Hauglie had created the fake image by using widely available photo manipulation software and had then e-mailed the image to a few friends as a joke, never intending that it would pass beyond those friends. But a few months later the picture had spread worldwide. Hauglie only realized what had happened when the picture started appearing on TV shows, in newspapers, and in magazines. To his amazement, he had unintentionally become an internet celebrity simply by sharing a joke with a few friends.
The story of Snowball displayed the amazing power of the internet to rapidly disseminate information in a way that sidestepped the traditional media. The image spread in a viral fashion. As computer users received it in their e-mail and forwarded it to their friends, those friends then forwarded it to a few more friends. In this way the number of people receiving it increased exponentially the more it was forwarded. Soon millions of people had seen it, even though Hauglie himself had sent it to only one or two people. By the time the print and broadcast media got wind of the story, it had already spread worldwide.
In this way Cordell Hauglie and Jumper joined the company of other accidental celebrities of the internet such as Mahir Cagri (1999) and Touristguy (2001).

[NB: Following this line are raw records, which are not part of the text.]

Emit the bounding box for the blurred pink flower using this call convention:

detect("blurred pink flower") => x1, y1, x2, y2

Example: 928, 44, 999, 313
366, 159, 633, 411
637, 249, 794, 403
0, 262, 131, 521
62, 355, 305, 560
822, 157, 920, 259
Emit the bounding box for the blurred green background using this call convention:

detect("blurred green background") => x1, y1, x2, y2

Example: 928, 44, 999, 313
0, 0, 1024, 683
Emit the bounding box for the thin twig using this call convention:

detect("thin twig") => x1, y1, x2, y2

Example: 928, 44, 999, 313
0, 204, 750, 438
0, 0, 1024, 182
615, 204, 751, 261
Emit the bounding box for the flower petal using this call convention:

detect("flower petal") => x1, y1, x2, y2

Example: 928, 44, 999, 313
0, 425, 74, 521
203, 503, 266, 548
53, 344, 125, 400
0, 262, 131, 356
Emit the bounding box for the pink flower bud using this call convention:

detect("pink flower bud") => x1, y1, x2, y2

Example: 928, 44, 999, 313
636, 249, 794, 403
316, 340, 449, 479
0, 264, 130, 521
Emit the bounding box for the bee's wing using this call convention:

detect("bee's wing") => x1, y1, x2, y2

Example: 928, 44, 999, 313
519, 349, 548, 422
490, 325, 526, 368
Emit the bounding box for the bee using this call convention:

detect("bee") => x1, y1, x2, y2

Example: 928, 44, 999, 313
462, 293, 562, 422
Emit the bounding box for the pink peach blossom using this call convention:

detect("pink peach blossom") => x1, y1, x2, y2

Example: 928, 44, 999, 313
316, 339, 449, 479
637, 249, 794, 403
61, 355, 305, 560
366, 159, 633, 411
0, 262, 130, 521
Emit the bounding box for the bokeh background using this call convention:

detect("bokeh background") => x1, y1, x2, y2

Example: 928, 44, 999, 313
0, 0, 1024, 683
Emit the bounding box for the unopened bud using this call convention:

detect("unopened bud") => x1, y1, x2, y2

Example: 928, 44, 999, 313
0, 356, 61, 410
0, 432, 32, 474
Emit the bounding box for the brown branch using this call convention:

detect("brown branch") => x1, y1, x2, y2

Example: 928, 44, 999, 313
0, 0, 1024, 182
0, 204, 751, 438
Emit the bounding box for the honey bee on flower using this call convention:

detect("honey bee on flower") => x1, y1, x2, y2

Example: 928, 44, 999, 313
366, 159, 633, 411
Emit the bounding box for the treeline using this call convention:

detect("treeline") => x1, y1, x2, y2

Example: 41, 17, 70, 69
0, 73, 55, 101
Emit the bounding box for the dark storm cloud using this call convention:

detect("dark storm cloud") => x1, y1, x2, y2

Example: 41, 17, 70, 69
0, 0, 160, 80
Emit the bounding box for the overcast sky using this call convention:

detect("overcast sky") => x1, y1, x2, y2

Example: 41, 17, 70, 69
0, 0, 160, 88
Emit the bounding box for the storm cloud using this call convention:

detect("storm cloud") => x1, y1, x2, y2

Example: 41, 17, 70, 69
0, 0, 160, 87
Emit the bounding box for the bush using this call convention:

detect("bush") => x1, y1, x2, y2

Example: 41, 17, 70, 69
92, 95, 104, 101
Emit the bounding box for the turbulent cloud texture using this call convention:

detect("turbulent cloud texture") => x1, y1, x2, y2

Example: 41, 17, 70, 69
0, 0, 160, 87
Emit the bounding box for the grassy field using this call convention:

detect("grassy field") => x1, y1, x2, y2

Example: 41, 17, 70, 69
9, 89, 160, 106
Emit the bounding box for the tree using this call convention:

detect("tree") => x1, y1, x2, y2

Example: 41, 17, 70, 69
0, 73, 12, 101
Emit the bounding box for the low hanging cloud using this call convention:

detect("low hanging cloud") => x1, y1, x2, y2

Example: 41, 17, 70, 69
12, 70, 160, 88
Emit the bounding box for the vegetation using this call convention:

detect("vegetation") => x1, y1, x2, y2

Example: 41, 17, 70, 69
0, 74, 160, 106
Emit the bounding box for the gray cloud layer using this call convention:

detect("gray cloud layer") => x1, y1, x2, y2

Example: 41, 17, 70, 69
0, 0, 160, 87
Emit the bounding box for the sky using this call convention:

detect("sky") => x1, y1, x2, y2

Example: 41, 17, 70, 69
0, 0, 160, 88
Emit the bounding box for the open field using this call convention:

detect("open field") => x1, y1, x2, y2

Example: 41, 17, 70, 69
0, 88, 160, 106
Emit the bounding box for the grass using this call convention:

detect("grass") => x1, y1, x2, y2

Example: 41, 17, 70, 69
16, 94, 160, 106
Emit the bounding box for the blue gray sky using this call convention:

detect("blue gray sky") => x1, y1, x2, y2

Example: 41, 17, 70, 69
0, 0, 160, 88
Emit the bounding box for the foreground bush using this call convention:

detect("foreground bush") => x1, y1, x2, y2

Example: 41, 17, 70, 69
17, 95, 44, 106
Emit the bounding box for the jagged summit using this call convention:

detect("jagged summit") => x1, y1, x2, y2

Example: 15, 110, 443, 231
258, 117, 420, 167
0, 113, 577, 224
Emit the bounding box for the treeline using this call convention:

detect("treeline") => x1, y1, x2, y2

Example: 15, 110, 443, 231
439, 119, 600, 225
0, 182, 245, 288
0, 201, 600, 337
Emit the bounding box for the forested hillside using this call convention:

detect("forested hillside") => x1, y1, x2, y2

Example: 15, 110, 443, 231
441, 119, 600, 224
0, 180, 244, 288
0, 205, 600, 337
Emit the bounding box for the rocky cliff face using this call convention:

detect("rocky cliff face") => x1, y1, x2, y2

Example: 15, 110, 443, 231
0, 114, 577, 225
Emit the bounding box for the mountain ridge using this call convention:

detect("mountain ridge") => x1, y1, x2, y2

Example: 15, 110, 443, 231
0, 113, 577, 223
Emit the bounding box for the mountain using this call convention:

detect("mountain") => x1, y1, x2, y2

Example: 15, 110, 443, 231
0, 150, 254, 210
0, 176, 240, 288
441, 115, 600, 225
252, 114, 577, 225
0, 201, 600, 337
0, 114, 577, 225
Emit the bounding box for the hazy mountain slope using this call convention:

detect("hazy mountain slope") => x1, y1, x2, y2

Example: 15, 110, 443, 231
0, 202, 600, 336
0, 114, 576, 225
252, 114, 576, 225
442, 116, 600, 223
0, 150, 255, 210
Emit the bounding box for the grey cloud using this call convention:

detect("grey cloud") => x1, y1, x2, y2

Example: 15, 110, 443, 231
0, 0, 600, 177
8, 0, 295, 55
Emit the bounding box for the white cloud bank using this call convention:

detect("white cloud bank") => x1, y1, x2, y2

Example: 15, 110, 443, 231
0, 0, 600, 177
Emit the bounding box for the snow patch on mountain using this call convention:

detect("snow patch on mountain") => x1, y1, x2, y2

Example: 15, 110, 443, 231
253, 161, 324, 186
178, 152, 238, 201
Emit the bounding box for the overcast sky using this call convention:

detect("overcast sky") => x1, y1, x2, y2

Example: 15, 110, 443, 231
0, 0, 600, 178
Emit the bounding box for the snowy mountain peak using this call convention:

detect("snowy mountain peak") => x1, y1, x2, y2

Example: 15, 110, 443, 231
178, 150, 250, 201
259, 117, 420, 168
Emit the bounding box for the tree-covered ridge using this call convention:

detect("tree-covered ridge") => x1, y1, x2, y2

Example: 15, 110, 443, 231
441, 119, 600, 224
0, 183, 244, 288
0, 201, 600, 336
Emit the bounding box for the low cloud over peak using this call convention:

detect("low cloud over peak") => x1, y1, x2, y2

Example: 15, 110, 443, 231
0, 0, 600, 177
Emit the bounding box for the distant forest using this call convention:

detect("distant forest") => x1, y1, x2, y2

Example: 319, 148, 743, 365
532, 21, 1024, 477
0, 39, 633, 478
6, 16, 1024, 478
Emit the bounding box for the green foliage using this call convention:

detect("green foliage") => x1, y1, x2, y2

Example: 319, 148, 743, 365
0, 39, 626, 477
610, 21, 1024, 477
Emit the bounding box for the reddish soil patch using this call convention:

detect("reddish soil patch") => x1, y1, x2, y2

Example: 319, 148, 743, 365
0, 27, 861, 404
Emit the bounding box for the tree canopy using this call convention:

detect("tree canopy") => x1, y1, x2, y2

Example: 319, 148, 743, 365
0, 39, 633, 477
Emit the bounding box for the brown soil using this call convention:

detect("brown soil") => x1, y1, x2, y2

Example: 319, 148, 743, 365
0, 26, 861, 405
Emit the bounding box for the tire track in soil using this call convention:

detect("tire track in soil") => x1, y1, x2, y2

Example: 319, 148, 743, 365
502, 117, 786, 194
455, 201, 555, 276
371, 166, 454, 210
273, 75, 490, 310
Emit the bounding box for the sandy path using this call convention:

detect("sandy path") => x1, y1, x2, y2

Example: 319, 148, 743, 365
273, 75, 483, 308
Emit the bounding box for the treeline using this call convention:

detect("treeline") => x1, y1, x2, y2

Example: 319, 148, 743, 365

But the picture of Snowball also recalled a far older American tradition of tall-tale photography. Lighthearted images of giant fish, whopper grasshoppers, and oversized farm animals of all varieties have been a staple of American culture ever since novelty picture postcards first became popular around 1905. Back then photographers had to painstakingly cut and paste images together to create the trick effect. Nowadays, as Cordell Hauglie can attest, all it takes is a click of the mouse.